Training Pipeline and Offline Batch Feature Computation
Training Data for Personalization Models
Personalization models train on logged interactions: (user, query, item, context, outcome) tuples. The challenge: you need both long-term and short-term features reconstructed at training time. This means joining user profile snapshots with session logs at the exact timestamp of each interaction. Using current user profiles for historical interactions leaks future information.
Offline Feature Computation
Long-term user features (profile embeddings, category preferences, price sensitivity) are computed in daily batch jobs. Process: aggregate last 90 days of user interactions, compute feature values, store in offline feature store. These features change slowly, so daily refresh is sufficient. For training, snapshot these features and join by timestamp: training example from March 5th uses the user profile as it existed on March 5th, not today's profile.

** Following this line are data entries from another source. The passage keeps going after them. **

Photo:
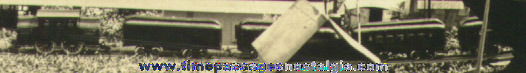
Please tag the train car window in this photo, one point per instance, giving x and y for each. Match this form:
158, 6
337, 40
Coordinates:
375, 14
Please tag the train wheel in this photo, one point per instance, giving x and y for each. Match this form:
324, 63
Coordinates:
188, 53
44, 48
139, 51
74, 48
194, 53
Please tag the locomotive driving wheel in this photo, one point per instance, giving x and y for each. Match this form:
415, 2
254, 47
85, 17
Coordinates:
194, 53
140, 51
157, 51
73, 48
44, 48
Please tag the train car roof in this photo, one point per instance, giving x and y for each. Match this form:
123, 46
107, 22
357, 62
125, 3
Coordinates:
58, 13
172, 22
222, 6
266, 23
403, 22
470, 22
402, 25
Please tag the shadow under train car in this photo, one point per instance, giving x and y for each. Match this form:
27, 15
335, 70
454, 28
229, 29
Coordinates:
325, 44
191, 37
423, 36
51, 30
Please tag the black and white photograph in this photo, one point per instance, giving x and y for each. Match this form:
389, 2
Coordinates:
262, 36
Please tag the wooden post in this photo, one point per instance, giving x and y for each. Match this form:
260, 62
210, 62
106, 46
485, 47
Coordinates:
359, 25
483, 37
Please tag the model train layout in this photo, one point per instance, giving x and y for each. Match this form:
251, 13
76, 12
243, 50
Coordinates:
197, 34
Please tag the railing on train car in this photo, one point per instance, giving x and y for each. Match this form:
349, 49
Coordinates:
469, 36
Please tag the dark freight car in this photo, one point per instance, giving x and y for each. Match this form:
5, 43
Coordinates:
171, 33
420, 35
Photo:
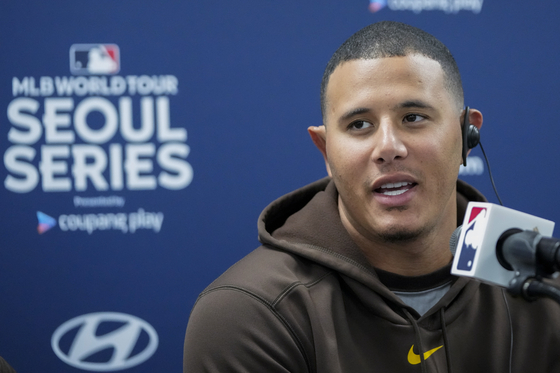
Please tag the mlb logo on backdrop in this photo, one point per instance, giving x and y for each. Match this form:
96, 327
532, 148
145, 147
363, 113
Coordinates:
94, 59
377, 5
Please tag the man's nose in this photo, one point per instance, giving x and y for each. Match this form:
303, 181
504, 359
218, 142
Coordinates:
388, 145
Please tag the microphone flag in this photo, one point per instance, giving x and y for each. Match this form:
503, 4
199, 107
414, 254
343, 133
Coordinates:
483, 225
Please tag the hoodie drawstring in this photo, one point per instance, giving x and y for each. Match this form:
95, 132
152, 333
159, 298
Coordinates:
418, 339
445, 340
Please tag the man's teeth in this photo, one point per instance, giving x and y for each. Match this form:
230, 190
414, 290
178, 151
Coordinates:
392, 189
395, 192
395, 185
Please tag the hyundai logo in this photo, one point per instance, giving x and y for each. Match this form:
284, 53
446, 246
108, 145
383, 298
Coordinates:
104, 341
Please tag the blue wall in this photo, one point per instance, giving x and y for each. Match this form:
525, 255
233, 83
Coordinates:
237, 84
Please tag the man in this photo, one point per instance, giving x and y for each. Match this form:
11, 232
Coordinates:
354, 271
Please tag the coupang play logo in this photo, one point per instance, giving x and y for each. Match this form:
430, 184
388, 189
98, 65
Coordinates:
448, 6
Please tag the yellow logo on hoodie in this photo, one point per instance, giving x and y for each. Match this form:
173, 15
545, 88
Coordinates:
415, 359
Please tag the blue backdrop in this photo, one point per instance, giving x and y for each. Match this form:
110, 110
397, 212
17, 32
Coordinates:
141, 140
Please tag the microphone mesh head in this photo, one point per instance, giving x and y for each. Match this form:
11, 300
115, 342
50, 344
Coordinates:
454, 241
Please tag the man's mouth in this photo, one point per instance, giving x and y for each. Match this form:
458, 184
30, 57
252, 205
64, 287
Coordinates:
395, 189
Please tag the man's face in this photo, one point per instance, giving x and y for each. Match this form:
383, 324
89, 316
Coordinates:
393, 146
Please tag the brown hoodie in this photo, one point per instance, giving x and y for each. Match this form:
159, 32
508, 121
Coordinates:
308, 301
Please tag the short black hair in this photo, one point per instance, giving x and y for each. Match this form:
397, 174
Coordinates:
395, 39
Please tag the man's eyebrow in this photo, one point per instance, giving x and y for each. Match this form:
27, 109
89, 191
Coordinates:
349, 114
414, 104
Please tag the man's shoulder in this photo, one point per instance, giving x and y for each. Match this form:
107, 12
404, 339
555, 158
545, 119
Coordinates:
268, 273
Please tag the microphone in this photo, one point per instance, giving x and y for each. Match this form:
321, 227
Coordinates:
496, 243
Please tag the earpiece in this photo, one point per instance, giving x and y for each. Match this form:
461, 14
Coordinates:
471, 136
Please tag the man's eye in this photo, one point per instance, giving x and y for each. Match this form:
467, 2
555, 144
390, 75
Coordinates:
413, 118
360, 124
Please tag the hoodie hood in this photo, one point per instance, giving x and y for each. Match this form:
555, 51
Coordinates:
306, 222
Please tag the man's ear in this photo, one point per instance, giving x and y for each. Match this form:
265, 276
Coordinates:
475, 118
319, 137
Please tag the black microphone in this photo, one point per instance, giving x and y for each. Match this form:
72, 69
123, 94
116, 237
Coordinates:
496, 243
521, 250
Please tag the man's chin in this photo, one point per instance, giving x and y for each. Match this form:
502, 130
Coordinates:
400, 235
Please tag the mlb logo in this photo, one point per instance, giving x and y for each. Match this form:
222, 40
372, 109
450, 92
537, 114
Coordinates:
94, 59
472, 240
483, 226
376, 5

Reconstructing Session Features for Training
Session features (clicks before this search, session embedding) must be reconstructed from logs. For a search at timestamp T, find all clicks by that user in the same session before T. Compute session embedding from those clicks. This is expensive: for each training example, replay the session up to that point. Optimization: pre-compute session state at regular checkpoints (every 5 minutes), then compute delta from checkpoint to example time.
Point-in-Time Correctness
Every feature must reflect its value at interaction time, not current time. User profile: use March 5th snapshot for March 5th examples. Session features: only include clicks before the search, not after. Item features: use item embedding as it existed then (items change: titles update, prices change). This prevents the model from learning to use future information that won't be available at serving time.
Serving-Training Parity
The same feature computation code must run in both training and serving. If offline batch uses Python and online serving uses Java, subtle differences cause training-serving skew. Solution: define features in a shared language or format, generate code for both environments, run automated tests comparing offline and online feature values for sampled examples. A 2% feature drift can cause 5-10% model quality degradation.